Les travaux du Parlement de la Communauté économique des États de l'Afrique de l'Ouest (CEDEAO) se sont achevés sur un constat amer mais lucide. Durant cinq jours, parlementaires, experts et acteurs du secteur privé se sont penchés sur les multiples défis qui entravent l'essor des micro, petites et moyennes entreprises au sein de l'espace communautaire.

Pour l'honorable Guy Marius Sagna, cette rencontre délocalisée aura été l'une des plus révélatrices depuis le début de la présente législature. « Ces cinq jours de débats nous ont permis de nous rapprocher davantage de la réalité brute du terrain », explique-t-il. « Malgré les discours officiels et les efforts isolés de certains États membres, nos MPME continuent de se heurter à des contraintes structurelles majeures qui devraient être dépassées depuis longtemps. »

 

Un protectionnisme interne absurde

Au cœur des griefs exprimés par les acteurs économiques entendus lors de cette session : la persistance des barrières tarifaires et non tarifaires entre pays voisins. Une situation difficile que le député n'hésite pas à qualifier d'auto-sabotage économique.

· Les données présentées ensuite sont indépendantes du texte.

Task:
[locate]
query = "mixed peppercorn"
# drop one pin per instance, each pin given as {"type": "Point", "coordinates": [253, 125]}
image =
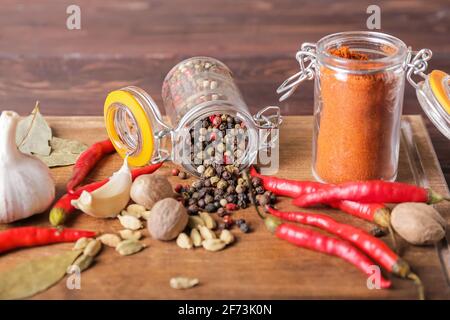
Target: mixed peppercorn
{"type": "Point", "coordinates": [217, 149]}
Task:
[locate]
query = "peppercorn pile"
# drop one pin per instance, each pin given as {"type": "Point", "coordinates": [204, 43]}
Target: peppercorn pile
{"type": "Point", "coordinates": [220, 139]}
{"type": "Point", "coordinates": [223, 189]}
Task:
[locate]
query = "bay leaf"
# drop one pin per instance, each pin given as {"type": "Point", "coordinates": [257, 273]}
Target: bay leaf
{"type": "Point", "coordinates": [33, 134]}
{"type": "Point", "coordinates": [34, 276]}
{"type": "Point", "coordinates": [67, 145]}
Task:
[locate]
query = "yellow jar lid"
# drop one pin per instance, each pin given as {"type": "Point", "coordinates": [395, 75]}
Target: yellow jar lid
{"type": "Point", "coordinates": [141, 153]}
{"type": "Point", "coordinates": [439, 83]}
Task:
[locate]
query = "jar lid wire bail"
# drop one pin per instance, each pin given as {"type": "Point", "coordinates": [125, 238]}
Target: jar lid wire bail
{"type": "Point", "coordinates": [306, 58]}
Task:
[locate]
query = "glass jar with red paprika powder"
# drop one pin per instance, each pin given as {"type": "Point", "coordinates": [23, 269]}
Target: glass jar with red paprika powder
{"type": "Point", "coordinates": [358, 97]}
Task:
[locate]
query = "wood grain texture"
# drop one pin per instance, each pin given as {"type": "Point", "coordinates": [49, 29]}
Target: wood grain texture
{"type": "Point", "coordinates": [258, 265]}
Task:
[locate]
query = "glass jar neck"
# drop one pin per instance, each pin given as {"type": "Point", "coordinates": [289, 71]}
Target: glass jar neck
{"type": "Point", "coordinates": [202, 111]}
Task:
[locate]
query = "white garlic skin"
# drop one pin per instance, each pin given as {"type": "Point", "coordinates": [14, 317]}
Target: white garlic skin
{"type": "Point", "coordinates": [26, 186]}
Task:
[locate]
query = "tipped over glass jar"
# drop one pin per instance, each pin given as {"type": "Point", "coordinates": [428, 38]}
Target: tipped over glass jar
{"type": "Point", "coordinates": [358, 98]}
{"type": "Point", "coordinates": [209, 122]}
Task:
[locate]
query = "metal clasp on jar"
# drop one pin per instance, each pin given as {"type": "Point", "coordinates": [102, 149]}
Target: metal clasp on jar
{"type": "Point", "coordinates": [306, 58]}
{"type": "Point", "coordinates": [268, 120]}
{"type": "Point", "coordinates": [417, 65]}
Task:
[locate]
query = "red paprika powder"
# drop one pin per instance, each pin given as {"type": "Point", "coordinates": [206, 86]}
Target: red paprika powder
{"type": "Point", "coordinates": [359, 114]}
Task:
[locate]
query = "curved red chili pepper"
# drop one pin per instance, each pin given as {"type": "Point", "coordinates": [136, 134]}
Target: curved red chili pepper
{"type": "Point", "coordinates": [377, 191]}
{"type": "Point", "coordinates": [87, 160]}
{"type": "Point", "coordinates": [37, 236]}
{"type": "Point", "coordinates": [373, 212]}
{"type": "Point", "coordinates": [313, 240]}
{"type": "Point", "coordinates": [373, 247]}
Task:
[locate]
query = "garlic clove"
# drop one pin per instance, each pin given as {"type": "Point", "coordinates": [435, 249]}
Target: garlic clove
{"type": "Point", "coordinates": [110, 199]}
{"type": "Point", "coordinates": [26, 185]}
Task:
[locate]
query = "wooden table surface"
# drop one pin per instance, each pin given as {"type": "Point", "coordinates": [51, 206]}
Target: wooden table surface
{"type": "Point", "coordinates": [257, 266]}
{"type": "Point", "coordinates": [137, 42]}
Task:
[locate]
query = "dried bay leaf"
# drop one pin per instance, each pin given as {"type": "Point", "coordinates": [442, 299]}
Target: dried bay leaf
{"type": "Point", "coordinates": [34, 276]}
{"type": "Point", "coordinates": [64, 152]}
{"type": "Point", "coordinates": [67, 145]}
{"type": "Point", "coordinates": [33, 134]}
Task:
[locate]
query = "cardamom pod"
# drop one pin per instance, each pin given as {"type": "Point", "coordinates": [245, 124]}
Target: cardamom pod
{"type": "Point", "coordinates": [206, 233]}
{"type": "Point", "coordinates": [130, 222]}
{"type": "Point", "coordinates": [213, 244]}
{"type": "Point", "coordinates": [195, 221]}
{"type": "Point", "coordinates": [210, 223]}
{"type": "Point", "coordinates": [183, 241]}
{"type": "Point", "coordinates": [196, 238]}
{"type": "Point", "coordinates": [183, 282]}
{"type": "Point", "coordinates": [226, 236]}
{"type": "Point", "coordinates": [93, 248]}
{"type": "Point", "coordinates": [128, 247]}
{"type": "Point", "coordinates": [130, 235]}
{"type": "Point", "coordinates": [83, 262]}
{"type": "Point", "coordinates": [146, 214]}
{"type": "Point", "coordinates": [109, 239]}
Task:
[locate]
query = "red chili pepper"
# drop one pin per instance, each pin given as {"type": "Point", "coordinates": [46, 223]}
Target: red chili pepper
{"type": "Point", "coordinates": [375, 248]}
{"type": "Point", "coordinates": [37, 236]}
{"type": "Point", "coordinates": [376, 191]}
{"type": "Point", "coordinates": [313, 240]}
{"type": "Point", "coordinates": [231, 206]}
{"type": "Point", "coordinates": [286, 187]}
{"type": "Point", "coordinates": [63, 206]}
{"type": "Point", "coordinates": [87, 160]}
{"type": "Point", "coordinates": [373, 212]}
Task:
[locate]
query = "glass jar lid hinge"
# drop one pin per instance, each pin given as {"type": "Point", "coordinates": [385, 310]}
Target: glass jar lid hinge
{"type": "Point", "coordinates": [306, 58]}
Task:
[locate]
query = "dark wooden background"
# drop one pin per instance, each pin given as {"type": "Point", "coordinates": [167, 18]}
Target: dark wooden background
{"type": "Point", "coordinates": [137, 42]}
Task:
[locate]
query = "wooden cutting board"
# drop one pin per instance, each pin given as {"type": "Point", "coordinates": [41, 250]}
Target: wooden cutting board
{"type": "Point", "coordinates": [257, 266]}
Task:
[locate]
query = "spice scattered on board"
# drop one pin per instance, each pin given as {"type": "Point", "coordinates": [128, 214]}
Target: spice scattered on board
{"type": "Point", "coordinates": [183, 282]}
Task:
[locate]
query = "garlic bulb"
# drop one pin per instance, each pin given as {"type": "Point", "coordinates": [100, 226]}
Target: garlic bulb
{"type": "Point", "coordinates": [26, 186]}
{"type": "Point", "coordinates": [110, 199]}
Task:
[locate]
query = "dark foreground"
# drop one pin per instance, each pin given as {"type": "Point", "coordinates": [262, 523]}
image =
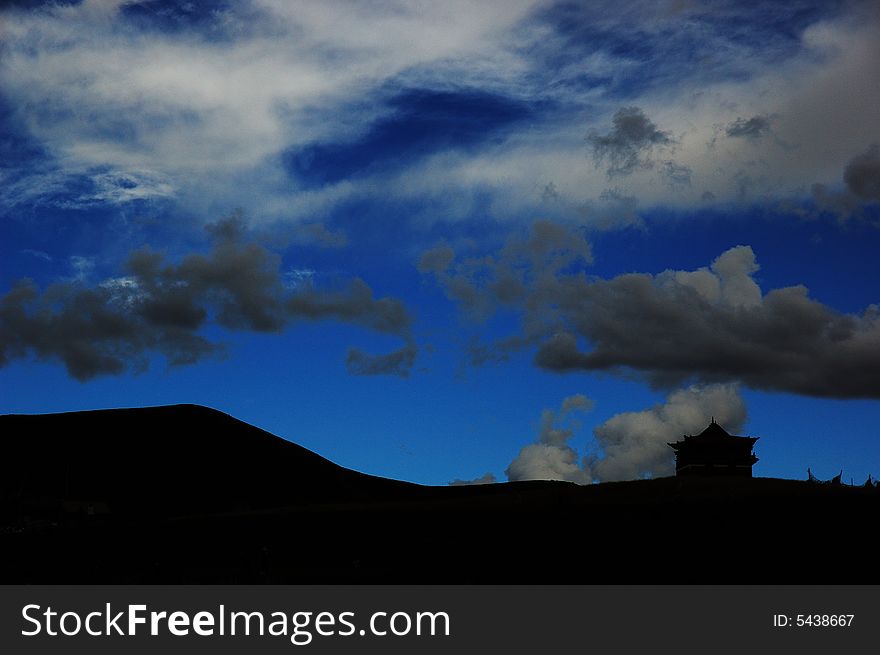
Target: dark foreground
{"type": "Point", "coordinates": [185, 494]}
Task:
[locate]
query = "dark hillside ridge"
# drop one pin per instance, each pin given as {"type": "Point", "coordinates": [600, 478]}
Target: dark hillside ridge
{"type": "Point", "coordinates": [185, 494]}
{"type": "Point", "coordinates": [174, 460]}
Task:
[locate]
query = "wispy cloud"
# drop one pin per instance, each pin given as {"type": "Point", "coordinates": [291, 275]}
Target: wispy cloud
{"type": "Point", "coordinates": [114, 325]}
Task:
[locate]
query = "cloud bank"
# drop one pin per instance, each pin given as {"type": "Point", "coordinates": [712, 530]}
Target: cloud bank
{"type": "Point", "coordinates": [114, 325]}
{"type": "Point", "coordinates": [628, 446]}
{"type": "Point", "coordinates": [713, 324]}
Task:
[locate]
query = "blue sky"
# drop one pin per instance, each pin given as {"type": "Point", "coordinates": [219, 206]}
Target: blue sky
{"type": "Point", "coordinates": [457, 242]}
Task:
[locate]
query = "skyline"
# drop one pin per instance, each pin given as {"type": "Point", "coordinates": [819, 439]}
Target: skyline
{"type": "Point", "coordinates": [441, 243]}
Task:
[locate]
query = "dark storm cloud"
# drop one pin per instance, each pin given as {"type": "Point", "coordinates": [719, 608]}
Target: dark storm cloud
{"type": "Point", "coordinates": [399, 362]}
{"type": "Point", "coordinates": [628, 145]}
{"type": "Point", "coordinates": [487, 478]}
{"type": "Point", "coordinates": [709, 325]}
{"type": "Point", "coordinates": [861, 178]}
{"type": "Point", "coordinates": [862, 174]}
{"type": "Point", "coordinates": [676, 175]}
{"type": "Point", "coordinates": [160, 307]}
{"type": "Point", "coordinates": [749, 128]}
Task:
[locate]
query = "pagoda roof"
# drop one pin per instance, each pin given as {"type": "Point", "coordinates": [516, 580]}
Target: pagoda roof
{"type": "Point", "coordinates": [713, 433]}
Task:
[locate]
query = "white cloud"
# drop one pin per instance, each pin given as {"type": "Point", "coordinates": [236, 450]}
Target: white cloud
{"type": "Point", "coordinates": [634, 444]}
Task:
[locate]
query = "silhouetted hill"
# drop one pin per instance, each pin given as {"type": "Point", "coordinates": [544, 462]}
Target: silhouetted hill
{"type": "Point", "coordinates": [174, 460]}
{"type": "Point", "coordinates": [188, 494]}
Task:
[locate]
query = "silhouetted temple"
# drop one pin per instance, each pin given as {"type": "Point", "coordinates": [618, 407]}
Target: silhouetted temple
{"type": "Point", "coordinates": [714, 452]}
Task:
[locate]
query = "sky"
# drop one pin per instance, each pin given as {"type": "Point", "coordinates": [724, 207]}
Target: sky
{"type": "Point", "coordinates": [451, 242]}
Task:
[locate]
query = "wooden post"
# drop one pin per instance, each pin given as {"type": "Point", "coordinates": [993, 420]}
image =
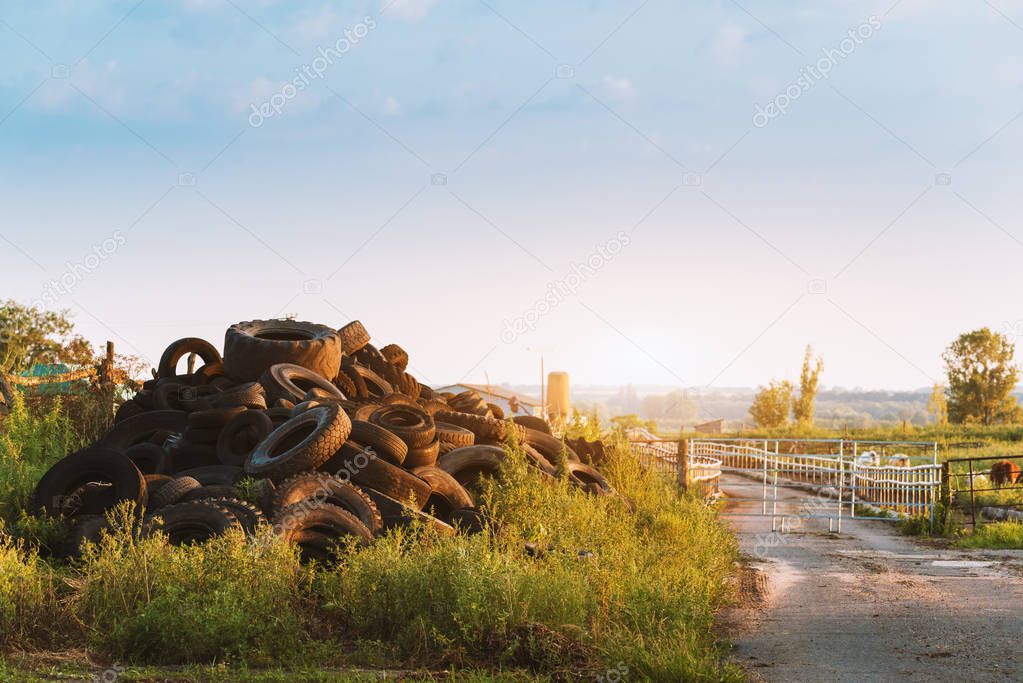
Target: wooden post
{"type": "Point", "coordinates": [683, 463]}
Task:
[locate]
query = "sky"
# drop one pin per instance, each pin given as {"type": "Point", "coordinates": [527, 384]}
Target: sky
{"type": "Point", "coordinates": [636, 192]}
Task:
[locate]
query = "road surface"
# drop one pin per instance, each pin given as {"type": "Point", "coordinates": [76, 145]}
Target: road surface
{"type": "Point", "coordinates": [869, 604]}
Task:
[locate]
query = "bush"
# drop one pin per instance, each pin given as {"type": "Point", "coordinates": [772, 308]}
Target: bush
{"type": "Point", "coordinates": [228, 599]}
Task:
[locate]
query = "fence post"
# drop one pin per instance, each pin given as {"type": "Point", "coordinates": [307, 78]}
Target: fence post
{"type": "Point", "coordinates": [682, 464]}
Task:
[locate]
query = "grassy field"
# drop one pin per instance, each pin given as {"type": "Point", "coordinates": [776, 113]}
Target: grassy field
{"type": "Point", "coordinates": [640, 599]}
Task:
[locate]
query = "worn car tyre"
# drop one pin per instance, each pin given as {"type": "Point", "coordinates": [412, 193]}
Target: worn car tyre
{"type": "Point", "coordinates": [446, 494]}
{"type": "Point", "coordinates": [323, 488]}
{"type": "Point", "coordinates": [301, 444]}
{"type": "Point", "coordinates": [190, 522]}
{"type": "Point", "coordinates": [177, 350]}
{"type": "Point", "coordinates": [454, 435]}
{"type": "Point", "coordinates": [411, 424]}
{"type": "Point", "coordinates": [172, 492]}
{"type": "Point", "coordinates": [468, 464]}
{"type": "Point", "coordinates": [78, 469]}
{"type": "Point", "coordinates": [252, 348]}
{"type": "Point", "coordinates": [240, 437]}
{"type": "Point", "coordinates": [141, 427]}
{"type": "Point", "coordinates": [375, 472]}
{"type": "Point", "coordinates": [418, 457]}
{"type": "Point", "coordinates": [384, 442]}
{"type": "Point", "coordinates": [149, 458]}
{"type": "Point", "coordinates": [353, 336]}
{"type": "Point", "coordinates": [292, 382]}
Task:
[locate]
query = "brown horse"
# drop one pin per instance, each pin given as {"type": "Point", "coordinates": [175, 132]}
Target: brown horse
{"type": "Point", "coordinates": [1005, 472]}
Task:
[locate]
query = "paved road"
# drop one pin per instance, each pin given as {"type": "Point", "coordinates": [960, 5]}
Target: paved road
{"type": "Point", "coordinates": [870, 604]}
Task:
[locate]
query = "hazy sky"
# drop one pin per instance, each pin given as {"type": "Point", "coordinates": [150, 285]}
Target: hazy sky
{"type": "Point", "coordinates": [613, 185]}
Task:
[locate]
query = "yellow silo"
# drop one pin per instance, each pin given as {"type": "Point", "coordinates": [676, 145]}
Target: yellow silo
{"type": "Point", "coordinates": [559, 403]}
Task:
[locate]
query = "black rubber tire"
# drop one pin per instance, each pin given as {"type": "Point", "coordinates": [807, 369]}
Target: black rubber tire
{"type": "Point", "coordinates": [483, 427]}
{"type": "Point", "coordinates": [446, 495]}
{"type": "Point", "coordinates": [410, 423]}
{"type": "Point", "coordinates": [214, 417]}
{"type": "Point", "coordinates": [454, 435]}
{"type": "Point", "coordinates": [95, 464]}
{"type": "Point", "coordinates": [466, 464]}
{"type": "Point", "coordinates": [396, 356]}
{"type": "Point", "coordinates": [248, 514]}
{"type": "Point", "coordinates": [418, 457]}
{"type": "Point", "coordinates": [353, 336]}
{"type": "Point", "coordinates": [549, 447]}
{"type": "Point", "coordinates": [303, 443]}
{"type": "Point", "coordinates": [374, 385]}
{"type": "Point", "coordinates": [190, 522]}
{"type": "Point", "coordinates": [208, 493]}
{"type": "Point", "coordinates": [322, 517]}
{"type": "Point", "coordinates": [397, 514]}
{"type": "Point", "coordinates": [215, 474]}
{"type": "Point", "coordinates": [246, 395]}
{"type": "Point", "coordinates": [532, 422]}
{"type": "Point", "coordinates": [292, 382]}
{"type": "Point", "coordinates": [172, 492]}
{"type": "Point", "coordinates": [177, 350]}
{"type": "Point", "coordinates": [352, 462]}
{"type": "Point", "coordinates": [252, 348]}
{"type": "Point", "coordinates": [139, 428]}
{"type": "Point", "coordinates": [385, 443]}
{"type": "Point", "coordinates": [323, 488]}
{"type": "Point", "coordinates": [240, 437]}
{"type": "Point", "coordinates": [149, 458]}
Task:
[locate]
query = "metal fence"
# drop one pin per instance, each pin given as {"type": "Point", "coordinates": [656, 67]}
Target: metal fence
{"type": "Point", "coordinates": [853, 472]}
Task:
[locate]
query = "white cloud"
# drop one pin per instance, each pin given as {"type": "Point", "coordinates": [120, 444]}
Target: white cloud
{"type": "Point", "coordinates": [618, 88]}
{"type": "Point", "coordinates": [727, 46]}
{"type": "Point", "coordinates": [407, 10]}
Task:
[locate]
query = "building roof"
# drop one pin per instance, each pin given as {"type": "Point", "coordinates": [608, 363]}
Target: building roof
{"type": "Point", "coordinates": [499, 392]}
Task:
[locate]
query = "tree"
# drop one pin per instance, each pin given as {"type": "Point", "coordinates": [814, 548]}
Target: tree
{"type": "Point", "coordinates": [30, 336]}
{"type": "Point", "coordinates": [770, 405]}
{"type": "Point", "coordinates": [804, 406]}
{"type": "Point", "coordinates": [938, 405]}
{"type": "Point", "coordinates": [981, 378]}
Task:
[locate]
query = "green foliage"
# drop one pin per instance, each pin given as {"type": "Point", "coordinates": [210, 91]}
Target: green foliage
{"type": "Point", "coordinates": [228, 599]}
{"type": "Point", "coordinates": [996, 535]}
{"type": "Point", "coordinates": [770, 405]}
{"type": "Point", "coordinates": [29, 446]}
{"type": "Point", "coordinates": [803, 406]}
{"type": "Point", "coordinates": [981, 378]}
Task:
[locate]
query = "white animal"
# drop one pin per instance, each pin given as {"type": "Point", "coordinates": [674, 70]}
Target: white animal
{"type": "Point", "coordinates": [899, 460]}
{"type": "Point", "coordinates": [869, 459]}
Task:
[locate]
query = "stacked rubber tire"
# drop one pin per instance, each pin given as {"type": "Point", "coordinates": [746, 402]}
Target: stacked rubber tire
{"type": "Point", "coordinates": [336, 440]}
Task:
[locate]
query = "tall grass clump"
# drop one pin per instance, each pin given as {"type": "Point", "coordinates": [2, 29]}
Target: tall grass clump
{"type": "Point", "coordinates": [29, 603]}
{"type": "Point", "coordinates": [228, 599]}
{"type": "Point", "coordinates": [606, 582]}
{"type": "Point", "coordinates": [29, 446]}
{"type": "Point", "coordinates": [994, 536]}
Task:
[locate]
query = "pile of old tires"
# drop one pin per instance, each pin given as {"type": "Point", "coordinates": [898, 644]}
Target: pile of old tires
{"type": "Point", "coordinates": [335, 440]}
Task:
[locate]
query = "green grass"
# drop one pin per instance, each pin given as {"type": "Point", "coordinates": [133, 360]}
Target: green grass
{"type": "Point", "coordinates": [994, 536]}
{"type": "Point", "coordinates": [641, 597]}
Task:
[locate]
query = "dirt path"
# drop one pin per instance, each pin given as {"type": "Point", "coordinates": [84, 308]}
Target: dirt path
{"type": "Point", "coordinates": [870, 604]}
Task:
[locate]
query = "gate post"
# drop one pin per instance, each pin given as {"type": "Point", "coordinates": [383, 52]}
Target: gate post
{"type": "Point", "coordinates": [682, 464]}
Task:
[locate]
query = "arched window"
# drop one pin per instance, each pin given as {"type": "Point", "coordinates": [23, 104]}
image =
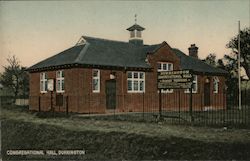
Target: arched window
{"type": "Point", "coordinates": [215, 84]}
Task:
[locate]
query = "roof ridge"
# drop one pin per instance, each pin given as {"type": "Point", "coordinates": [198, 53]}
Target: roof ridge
{"type": "Point", "coordinates": [105, 39]}
{"type": "Point", "coordinates": [125, 42]}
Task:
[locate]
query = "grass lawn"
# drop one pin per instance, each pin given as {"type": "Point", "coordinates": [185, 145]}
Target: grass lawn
{"type": "Point", "coordinates": [107, 139]}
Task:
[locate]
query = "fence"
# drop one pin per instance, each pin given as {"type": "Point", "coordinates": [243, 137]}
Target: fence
{"type": "Point", "coordinates": [222, 109]}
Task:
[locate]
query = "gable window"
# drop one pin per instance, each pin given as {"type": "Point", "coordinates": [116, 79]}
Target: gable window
{"type": "Point", "coordinates": [132, 34]}
{"type": "Point", "coordinates": [136, 82]}
{"type": "Point", "coordinates": [96, 80]}
{"type": "Point", "coordinates": [195, 85]}
{"type": "Point", "coordinates": [43, 82]}
{"type": "Point", "coordinates": [165, 66]}
{"type": "Point", "coordinates": [60, 81]}
{"type": "Point", "coordinates": [138, 34]}
{"type": "Point", "coordinates": [215, 84]}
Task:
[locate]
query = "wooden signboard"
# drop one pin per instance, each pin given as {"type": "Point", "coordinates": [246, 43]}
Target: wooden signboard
{"type": "Point", "coordinates": [180, 79]}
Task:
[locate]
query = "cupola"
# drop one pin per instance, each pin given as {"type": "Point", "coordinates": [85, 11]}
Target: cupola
{"type": "Point", "coordinates": [136, 33]}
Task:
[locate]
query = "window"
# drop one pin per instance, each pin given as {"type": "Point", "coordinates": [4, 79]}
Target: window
{"type": "Point", "coordinates": [43, 82]}
{"type": "Point", "coordinates": [164, 66]}
{"type": "Point", "coordinates": [132, 34]}
{"type": "Point", "coordinates": [136, 82]}
{"type": "Point", "coordinates": [96, 80]}
{"type": "Point", "coordinates": [215, 84]}
{"type": "Point", "coordinates": [60, 81]}
{"type": "Point", "coordinates": [195, 85]}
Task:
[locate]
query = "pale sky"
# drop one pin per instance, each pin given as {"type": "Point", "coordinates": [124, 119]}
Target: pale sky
{"type": "Point", "coordinates": [34, 30]}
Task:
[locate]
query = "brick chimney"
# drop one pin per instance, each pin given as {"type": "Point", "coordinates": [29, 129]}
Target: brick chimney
{"type": "Point", "coordinates": [193, 51]}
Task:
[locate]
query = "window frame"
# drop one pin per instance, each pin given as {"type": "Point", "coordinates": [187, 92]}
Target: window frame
{"type": "Point", "coordinates": [167, 69]}
{"type": "Point", "coordinates": [43, 82]}
{"type": "Point", "coordinates": [138, 80]}
{"type": "Point", "coordinates": [98, 80]}
{"type": "Point", "coordinates": [216, 85]}
{"type": "Point", "coordinates": [61, 81]}
{"type": "Point", "coordinates": [195, 83]}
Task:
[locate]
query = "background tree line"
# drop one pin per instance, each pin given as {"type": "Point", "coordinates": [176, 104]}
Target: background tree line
{"type": "Point", "coordinates": [15, 78]}
{"type": "Point", "coordinates": [230, 61]}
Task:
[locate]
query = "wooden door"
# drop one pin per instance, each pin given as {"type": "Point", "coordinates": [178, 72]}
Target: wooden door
{"type": "Point", "coordinates": [207, 94]}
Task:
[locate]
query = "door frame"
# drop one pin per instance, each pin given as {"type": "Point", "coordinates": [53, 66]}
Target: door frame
{"type": "Point", "coordinates": [207, 93]}
{"type": "Point", "coordinates": [110, 96]}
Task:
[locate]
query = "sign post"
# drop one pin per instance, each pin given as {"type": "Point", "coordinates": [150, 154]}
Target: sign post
{"type": "Point", "coordinates": [179, 79]}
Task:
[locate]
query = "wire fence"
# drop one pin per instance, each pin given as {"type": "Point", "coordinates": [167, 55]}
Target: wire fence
{"type": "Point", "coordinates": [222, 109]}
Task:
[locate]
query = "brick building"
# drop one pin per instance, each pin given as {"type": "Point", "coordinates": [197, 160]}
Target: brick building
{"type": "Point", "coordinates": [98, 76]}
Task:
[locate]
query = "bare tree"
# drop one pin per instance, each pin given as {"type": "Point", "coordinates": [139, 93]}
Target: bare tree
{"type": "Point", "coordinates": [14, 76]}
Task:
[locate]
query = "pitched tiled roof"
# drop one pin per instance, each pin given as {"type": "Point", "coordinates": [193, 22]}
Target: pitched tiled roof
{"type": "Point", "coordinates": [102, 52]}
{"type": "Point", "coordinates": [190, 63]}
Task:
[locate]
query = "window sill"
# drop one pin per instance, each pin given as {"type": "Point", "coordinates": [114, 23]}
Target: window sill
{"type": "Point", "coordinates": [192, 92]}
{"type": "Point", "coordinates": [135, 91]}
{"type": "Point", "coordinates": [60, 91]}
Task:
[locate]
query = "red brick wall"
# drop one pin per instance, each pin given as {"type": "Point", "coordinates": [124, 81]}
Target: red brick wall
{"type": "Point", "coordinates": [81, 99]}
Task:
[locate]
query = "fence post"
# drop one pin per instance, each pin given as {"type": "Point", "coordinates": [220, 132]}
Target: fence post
{"type": "Point", "coordinates": [191, 102]}
{"type": "Point", "coordinates": [39, 103]}
{"type": "Point", "coordinates": [160, 103]}
{"type": "Point", "coordinates": [143, 106]}
{"type": "Point", "coordinates": [179, 93]}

« Il n'est pas logique que nous imposions plus d'entraves au commerce entre nos propres États qu'il n'y en a vis-à-vis de la France, du Canada, des États-Unis ou de la Chine », dénonce-t-il avec véhémence. « J'ai l'habitude de dire que la CEDEAO fait des centres pour les autres. Si l'on utilisait une métaphore sportive, c'est exactement comme si nous marquions continuellement des buts contre notre propre camp. »

Rappels de tracasseries aux frontières, lourdeurs administratives, taxes injustifiées : les témoignages d'entrepreneurs locaux — à l'image d'une transformatrice de produits agricoles venue exposer ses difficultés d'exportation — ont achevé de convaincre les parlementaires de l'urgence de la situation.

 

Appel à un choc de volonté politique

Face à ces blocages récurrents, le Parlement de la CEDEAO entend faire entendre sa voix auprès des instances décisionnelles de l'organisation régionale. Des recommandations précises doivent être transmises à la Commission ainsi qu'à la Conférence des chefs d'État et de gouvernement pour exiger un dépoussiérage des accords de libre-échange et une réelle application de la libre circulation des marchandises.

Mais pour Guy Marius Sagna, le problème dépasse la simple technique réglementaire : il s'agit avant tout d'un choix géopolitique et stratégique majeur.

« Nous ne participons pas à des réunions vaines. Ces échanges porteront leurs fruits, mais à une condition : que la Commission et surtout les chefs d'État comprennent l'urgence du moment », prévient le parlementaire. « Il est temps de rompre avec une CEDEAO vassalisée, qui continue de servir prioritairement les intérêts de puissances extérieures, pour bâtir enfin une CEDEAO souverainisée, résolument tournée vers la défense des intérêts de ses douze peuples. »

Alors que le marché interrégional peine toujours à décoller face aux géants de l'importation, le message des parlementaires à l'exécutif communautaire est clair : sans souveraineté économique et sans soutien franc aux entrepreneurs locaux, l'intégration ouest-africaine restera une coquille vide.